Researchers from the University of Michigan and the University of California at Riverside presented their attack on Friday during the USENIX Security Symposium. The researchers developed an application that would have to be running in the background on the affected device that hijacks the UI state. They were able to measure state changes in the UI via a shared memory side channel and determine with better than 90 percent accuracy in some cases what activity the users were undertaking, and launch a second attack that could steal sensitive inputs such as log-in credentials or photographs of personal checks and signatures used on banking applications.

The researchers tested seven popular Android applications, including Gmail, Amazon, H&R Block and accurately predict the current UI state. In other words, if the user was presented with a log-in window, their malicious app would launch a phishing window of its own and capture the user’s credentials.

“UI state is defined as a mostly consistent user interface shown in the window level, reflecting a specific piece of program functionality,” researchers Qi Alfred Chen, Zhiyun Qian, Z. Morley Mao wrote in their paper: “Peeking into Your App without Actually Seeing It: UI State Inference and Novel Android Attacks.” “Thus, we call our attack UI state inference attack. In this attack, an attacker first builds a UI state machine based on UI state signatures constructed offline, and then infers UI states in real time from an unprivileged background app.”

While the researchers tested their attack only on Android, they wrote in their paper that the same shared memory mechanism being exploited here is also present in window managers present in Microsoft Windows, Mac OS X and iOS.

“This side channel exists because shared memory is commonly adopted by window managers to efficiently receive window changes or updates from running applications,” the researchers wrote, adding that they observe UI state changes through shared virtual memory that’s used to detect window events in target applications.

“Since the window manager property we exploit has no obvious vulnerabilities in either design or implementation, it is non-trivial to construct defense solutions,” the researchers wrote.
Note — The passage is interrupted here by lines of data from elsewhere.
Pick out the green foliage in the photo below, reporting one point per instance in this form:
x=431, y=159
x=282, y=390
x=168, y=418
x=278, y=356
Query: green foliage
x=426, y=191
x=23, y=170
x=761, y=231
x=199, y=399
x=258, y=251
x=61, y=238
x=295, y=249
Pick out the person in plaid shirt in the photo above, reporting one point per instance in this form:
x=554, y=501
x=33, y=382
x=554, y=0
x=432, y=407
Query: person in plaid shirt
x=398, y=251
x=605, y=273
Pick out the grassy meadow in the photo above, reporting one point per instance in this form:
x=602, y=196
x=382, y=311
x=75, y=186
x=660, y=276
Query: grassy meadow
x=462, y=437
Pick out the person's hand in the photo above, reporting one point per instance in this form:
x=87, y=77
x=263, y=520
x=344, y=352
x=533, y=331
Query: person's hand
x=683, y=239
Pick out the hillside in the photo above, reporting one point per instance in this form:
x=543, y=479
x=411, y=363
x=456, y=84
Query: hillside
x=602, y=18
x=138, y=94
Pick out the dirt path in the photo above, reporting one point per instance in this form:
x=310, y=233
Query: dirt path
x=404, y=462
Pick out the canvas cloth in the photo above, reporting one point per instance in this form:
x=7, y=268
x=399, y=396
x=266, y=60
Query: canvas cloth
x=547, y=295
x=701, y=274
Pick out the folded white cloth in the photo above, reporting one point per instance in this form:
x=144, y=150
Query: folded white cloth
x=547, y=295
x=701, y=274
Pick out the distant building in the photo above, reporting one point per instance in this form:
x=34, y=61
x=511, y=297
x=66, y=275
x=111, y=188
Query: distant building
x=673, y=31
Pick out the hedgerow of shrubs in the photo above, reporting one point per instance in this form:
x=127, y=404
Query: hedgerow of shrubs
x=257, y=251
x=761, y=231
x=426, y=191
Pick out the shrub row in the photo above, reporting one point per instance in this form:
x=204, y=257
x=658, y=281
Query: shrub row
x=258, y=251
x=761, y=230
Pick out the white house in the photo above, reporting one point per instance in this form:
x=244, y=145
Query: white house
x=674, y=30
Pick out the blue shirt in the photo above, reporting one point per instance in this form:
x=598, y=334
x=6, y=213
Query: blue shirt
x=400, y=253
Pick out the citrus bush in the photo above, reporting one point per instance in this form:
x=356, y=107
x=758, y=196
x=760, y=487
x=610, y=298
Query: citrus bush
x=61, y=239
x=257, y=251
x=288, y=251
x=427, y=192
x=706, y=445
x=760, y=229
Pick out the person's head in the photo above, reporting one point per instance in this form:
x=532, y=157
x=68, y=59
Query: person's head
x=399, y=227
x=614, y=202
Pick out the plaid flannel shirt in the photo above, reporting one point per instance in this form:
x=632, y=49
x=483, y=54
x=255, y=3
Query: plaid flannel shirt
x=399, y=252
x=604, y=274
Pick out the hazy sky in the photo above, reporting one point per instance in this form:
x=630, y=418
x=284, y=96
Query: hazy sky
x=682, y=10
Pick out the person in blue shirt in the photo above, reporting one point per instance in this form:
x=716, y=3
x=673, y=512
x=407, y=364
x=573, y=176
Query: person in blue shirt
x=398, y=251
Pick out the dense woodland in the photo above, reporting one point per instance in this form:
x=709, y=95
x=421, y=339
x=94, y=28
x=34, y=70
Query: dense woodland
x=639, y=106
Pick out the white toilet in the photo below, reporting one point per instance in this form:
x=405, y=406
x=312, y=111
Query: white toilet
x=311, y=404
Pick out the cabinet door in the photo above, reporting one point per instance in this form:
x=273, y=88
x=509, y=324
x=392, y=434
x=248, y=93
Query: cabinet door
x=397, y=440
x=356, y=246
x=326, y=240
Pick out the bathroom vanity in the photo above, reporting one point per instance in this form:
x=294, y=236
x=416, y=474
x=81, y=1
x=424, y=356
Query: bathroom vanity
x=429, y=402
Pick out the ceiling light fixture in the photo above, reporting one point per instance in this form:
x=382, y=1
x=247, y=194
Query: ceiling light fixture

The window manager interacts with apps such as Gmail and the others tested to draw the final pixels to the frame buffer, which is the final display, the paper explains.

“Unlike its predecessors, which allow individual applications to draw to the frame buffer directly, a compositing window manager requires applications to draw the window content to off-screen buffers first, and use a dedicated window compositor process to combine them into a final image, which is then drawn to the frame buffer,” the researchers wrote.

The researchers’ malicious app needs only permission to reach out to the Internet to work. Of the apps tested, the researchers were able to accurately infer activity on the application 92 percent of the time for Gmail and H&R Block, while Amazon was at the low end at 48 percent. Amazon’s low accuracy, the researchers wrote, was because certain features of the application were not distinct enough for proper detection and measurement by their method.